Doctors might also recommend that specialists get involved, including various clinical psychologists, psychiatrists or counselors.2
Medication Aside Here’s What to Expect in the Way of Therapy Activities
“…behavioral therapy can teach children skills that will continue to benefit them as they grow up.”
Caroline Miller, Child Mind Institute
In its most basic form, Behavioral Therapy (B.T.) is talking, thinking and listening about feelings and thoughts with a therapist. One of the most effective forms of B.T. is Sensory Therapy, which seeks to help to improve issues like impulsivity and hyperactivity. It is especially promising in treating weaknesses in coordination and organization.3
“Children naturally communicate through art and play, and art therapy gives them a useful, nonverbal approach to face these challenges.”
Stacey Nelson, ADDitude
Art therapy is especially effective in that it provides a means of communication for kids who find verbal or written communication difficult or even impossible. So much can be learned from drawing, coloring or painting. It is a means of expressing emotion that otherwise would not have seen the light of day. Art therapy is also good for improving motor control, memory, resolving conflict, mental flexibility, and sharing space.4
“Play is a child’s natural way of recovering from daily emotional upheavals.”
Ellen Kingley, ADDitude
Play is a good way to let off pent-up “steam.” Play is a good way to make order out of chaos. Play is a safe way to resolve inner conflict. Games are a way for kids to challenge themselves. Fantasy or simulation provides a way for kids to practice real life. Game playing with others can be a good way to build relationships. Following rules to a successful conclusion helps develop and establish productive executive functioning. Playing with toys and dolls and puppets too can be a safe and fun way to act out what before could not be said.4
“Research suggests that being outside…reduces the severity of ADHD symptoms in kids.”
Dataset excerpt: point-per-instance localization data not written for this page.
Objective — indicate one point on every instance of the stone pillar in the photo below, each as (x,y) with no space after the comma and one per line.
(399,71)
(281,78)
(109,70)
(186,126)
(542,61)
Margarita Tartakovsky, M.S.
There’s just something about being out-of-doors. Body movement outside can naturally release tension more easily than any other activity. Jumping, running, biking, swimming, swinging, climbing…you name it, and it’s just plain good for you. There’s something healing by being out in the breeze, hearing nature’s sounds, seeing natural colors, and just plain being out in the open. Simple yard work even, gardening and just walking around, can make everything alright.5
“OT helps kids with ADHD improve certain skills, like…organization, physical coordination, ability to do everyday tasks…and control energy levels…”
Occupational Therapy (OT) aims at restoring and strengthening impaired capacities, like inner core (abdominal muscles) and sensory processing (related to response to stimuli regulation). It is also useful in helping to develop adaptive strategies re-establishing routines and habits, and coping strategies. There’s nothing like learning to balance better or to orient when in motion. Or even keeping a diary or a schedule.6,7
1. “What is ADHD?” American Psychiatric Association, 2016.
2. “Treatments for Attention-Deficit/Hyperactivity Disorder,” Health Zone, 2018.
3. “Therapy for ADHD” Kids Health, 2018.
4. “Parents’ Guide to Art Therapy Techniques” and “Play Therapy Techniques and Games,” Jeff Nelson, LCPC, Ellen Kingley with ADDitude, 2018.
5. “Outdoor Activities for Kids with ADHD,” Margarita Tartakovsky, M.S, Psych Central.
6. “How Occupational Therapy Helps Children with ADHD,” Kids First, 2018.
7. “Occupational Therapy for Children with ADHD,” WebMD, 2018.